If we use P(X)=nC​r​*p^x​​*q^​n−x​​ then p=4? q=0? n=? x=? no idea.
On the other hand (0.4)+(0.6*0.4)+(0.6*0.6*0.4)+(0.6*0.6*0.6*0.4)=0.87,
which is approx 87% might look correct but that's also probably wrong since
such calculation can be done only for independent probabilities and ours is
clearly not independent since later questions depend on answer of previous questions.
Anyway I would greatly appreciate any help.

Questions like this are generally approached from the opposite end. That is 'no more than four questions' is just the opposite 'fail the first four questions' and the probability of one of them is 1 minus the probability of the other. So, what is 1-P where P is the probability that the student will fail four times in a row?

 

[xeonas]

Yeah, but why would we want to find out what is the probability
of student failing all 4 times if we want to find what is the probability of
answering at any of the 4 four times the question is asked.
If we compare it to a biased coin. prob of heads=0.4 and
prob of tails=0.6 and try to find prob of getting heads at least once
in 4 trials (standart binomial distribution) we would also count in probs
where heads comes up more than once in 4 trials. But the student is
not asked any more if he gives correct answer the first time. The trials ends as
soon as student gives correct answer, meaning it might be as soon as first question.
What do you think?

 

[Steven G]

Hello. My problem:
Student can answer each question given to him with a probability of 0.4.
A student is asked till he gives a correct answer.
What is the probability that no more than 4 questions will be given.
If we use P(X)=nC​r​*p^x​​*q^​n−x​​ then p=4? q=0? n=? x=? no idea.
On the other hand (0.4)+(0.6*0.4)+(0.6*0.6*0.4)+(0.6*0.6*0.6*0.4)=0.87,
which is approx 87% might look correct but that's also probably wrong since
such calculation can be done only for independent probabilities and ours is
clearly not independent since later questions depend on answer of previous questions.
Anyway I would greatly appreciate any help.

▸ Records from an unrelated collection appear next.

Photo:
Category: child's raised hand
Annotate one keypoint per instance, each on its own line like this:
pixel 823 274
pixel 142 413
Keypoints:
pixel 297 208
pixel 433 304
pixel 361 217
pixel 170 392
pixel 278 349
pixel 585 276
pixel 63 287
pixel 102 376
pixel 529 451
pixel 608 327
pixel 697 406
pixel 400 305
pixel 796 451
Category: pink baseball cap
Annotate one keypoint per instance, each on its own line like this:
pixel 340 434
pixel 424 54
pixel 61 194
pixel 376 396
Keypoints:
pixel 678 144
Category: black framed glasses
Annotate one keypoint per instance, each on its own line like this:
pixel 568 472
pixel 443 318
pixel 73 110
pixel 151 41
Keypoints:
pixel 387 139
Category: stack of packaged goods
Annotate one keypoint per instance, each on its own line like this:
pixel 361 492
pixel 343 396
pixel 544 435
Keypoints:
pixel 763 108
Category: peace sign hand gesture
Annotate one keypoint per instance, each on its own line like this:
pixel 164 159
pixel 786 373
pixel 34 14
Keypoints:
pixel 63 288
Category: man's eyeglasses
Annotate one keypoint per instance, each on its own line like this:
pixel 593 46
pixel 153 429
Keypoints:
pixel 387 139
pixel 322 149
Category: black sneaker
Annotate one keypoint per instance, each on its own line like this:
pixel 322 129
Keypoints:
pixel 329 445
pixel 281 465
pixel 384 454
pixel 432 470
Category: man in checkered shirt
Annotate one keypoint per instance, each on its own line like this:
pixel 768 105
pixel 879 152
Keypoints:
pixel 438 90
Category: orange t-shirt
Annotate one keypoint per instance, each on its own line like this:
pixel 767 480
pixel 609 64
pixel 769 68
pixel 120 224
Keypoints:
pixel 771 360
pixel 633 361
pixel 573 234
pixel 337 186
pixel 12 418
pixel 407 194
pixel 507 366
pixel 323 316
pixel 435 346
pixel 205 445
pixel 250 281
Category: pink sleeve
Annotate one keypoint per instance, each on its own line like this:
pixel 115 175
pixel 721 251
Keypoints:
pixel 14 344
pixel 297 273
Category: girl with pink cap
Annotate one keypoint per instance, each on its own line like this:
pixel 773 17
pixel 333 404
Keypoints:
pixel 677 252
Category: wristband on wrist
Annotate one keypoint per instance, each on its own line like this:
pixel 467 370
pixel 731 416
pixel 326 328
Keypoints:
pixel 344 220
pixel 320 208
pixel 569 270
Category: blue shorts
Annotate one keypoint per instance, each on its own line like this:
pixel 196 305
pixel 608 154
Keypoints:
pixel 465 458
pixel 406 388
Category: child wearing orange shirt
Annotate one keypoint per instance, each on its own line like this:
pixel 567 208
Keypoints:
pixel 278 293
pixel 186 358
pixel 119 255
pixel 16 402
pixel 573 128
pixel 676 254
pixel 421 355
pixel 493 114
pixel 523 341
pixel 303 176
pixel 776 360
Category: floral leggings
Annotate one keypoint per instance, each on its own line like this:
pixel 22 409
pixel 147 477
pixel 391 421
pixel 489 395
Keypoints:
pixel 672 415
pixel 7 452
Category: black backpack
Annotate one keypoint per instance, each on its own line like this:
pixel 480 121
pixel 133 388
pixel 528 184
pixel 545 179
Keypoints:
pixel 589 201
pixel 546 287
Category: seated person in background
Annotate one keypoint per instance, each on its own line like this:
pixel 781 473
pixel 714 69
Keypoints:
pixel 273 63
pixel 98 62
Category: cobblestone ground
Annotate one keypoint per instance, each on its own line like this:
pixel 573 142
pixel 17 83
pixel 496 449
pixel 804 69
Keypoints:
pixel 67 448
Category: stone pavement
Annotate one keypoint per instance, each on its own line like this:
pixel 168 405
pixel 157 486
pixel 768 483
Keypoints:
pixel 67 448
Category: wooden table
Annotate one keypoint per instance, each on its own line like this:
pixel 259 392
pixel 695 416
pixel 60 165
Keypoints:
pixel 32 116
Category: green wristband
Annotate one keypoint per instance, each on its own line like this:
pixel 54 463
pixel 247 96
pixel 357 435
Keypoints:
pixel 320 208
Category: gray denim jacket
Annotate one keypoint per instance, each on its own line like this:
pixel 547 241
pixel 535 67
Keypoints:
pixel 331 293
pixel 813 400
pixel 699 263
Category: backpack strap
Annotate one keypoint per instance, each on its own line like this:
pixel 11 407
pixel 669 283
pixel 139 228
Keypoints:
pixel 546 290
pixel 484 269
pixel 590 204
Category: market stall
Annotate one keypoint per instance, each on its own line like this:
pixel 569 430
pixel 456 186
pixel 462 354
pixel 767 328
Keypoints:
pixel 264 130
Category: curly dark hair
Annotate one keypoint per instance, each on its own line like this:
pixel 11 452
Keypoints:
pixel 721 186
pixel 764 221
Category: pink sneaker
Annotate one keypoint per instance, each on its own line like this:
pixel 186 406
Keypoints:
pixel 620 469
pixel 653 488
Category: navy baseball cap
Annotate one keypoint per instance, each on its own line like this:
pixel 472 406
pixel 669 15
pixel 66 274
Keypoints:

On the other hand (0.4)+(0.6*0.4)+(0.6*0.6*0.4)+(0.6*0.6*0.6*0.4)=0. 87 Oh, you solved the problem. Why do you think it is wrong? Why do you think that the answer to the questions are not independent. If it was dependent can the prob of getting it correct always be 0.4?

 

[Ishuda]

Yeah, but why would we want to find out what is the probability
of student failing all 4 times if we want to find what is the probability of
answering at any of the 4 four times the question is asked.
If we compare it to a biased coin. prob of heads=0.4 and
prob of tails=0.6 and try to find prob of getting heads at least once
in 4 trials (standart binomial distribution) we would also count in probs
where heads comes up more than once in 4 trials. But the student is
not asked any more if he gives correct answer the first time. The trials ends as
soon as student gives correct answer, meaning it might be as soon as first question.
What do you think?

When you say something like "the student is not asked any more if he gives correct answer the first time" that is true as far as it goes but you are trying to calculate a probability which requires a 'number of occurrences of certain event'. So, how many ways can the student answer the question correctly the first time, how about fail the first and answer the question correctly the second time, or fail the first and second time and answer the question correctly the third time, or fail the first, second and third time and answer the question correctly the fourth time and what is the probability of each of those so you can add them up. If you want to do it that way, how about the first 20 times, first 50 times, ...

I would rather compute the probability of failure 4 times (n times) in a row and subtract it from one. First of all, it is much fewer computations and, secondly, it is simpler. 1-0.6⁴ ~ 0.8704 or 87.04%

EDIT: BTW
(0.4)+(0.6*0.4)+(0.6*0.6*0.4)+(0.6*0.6*0.6*0.4)
=\(\displaystyle 0.4 * \Sigma_{n=0}^{n=3} 0.6^n = 0.4 * \frac{1-0.6^4}{1-0.6} = 0.4 * \frac{1-0.6^4}{0.4} = 1 - 0.6^4\)

 

[xeonas]

Yes, I see now. You are both right. Thanks for the answers.

 

[xeonas]

Also maybe someone knows if its binomial distribution or something else.
Would like to find some more examples like this to practice.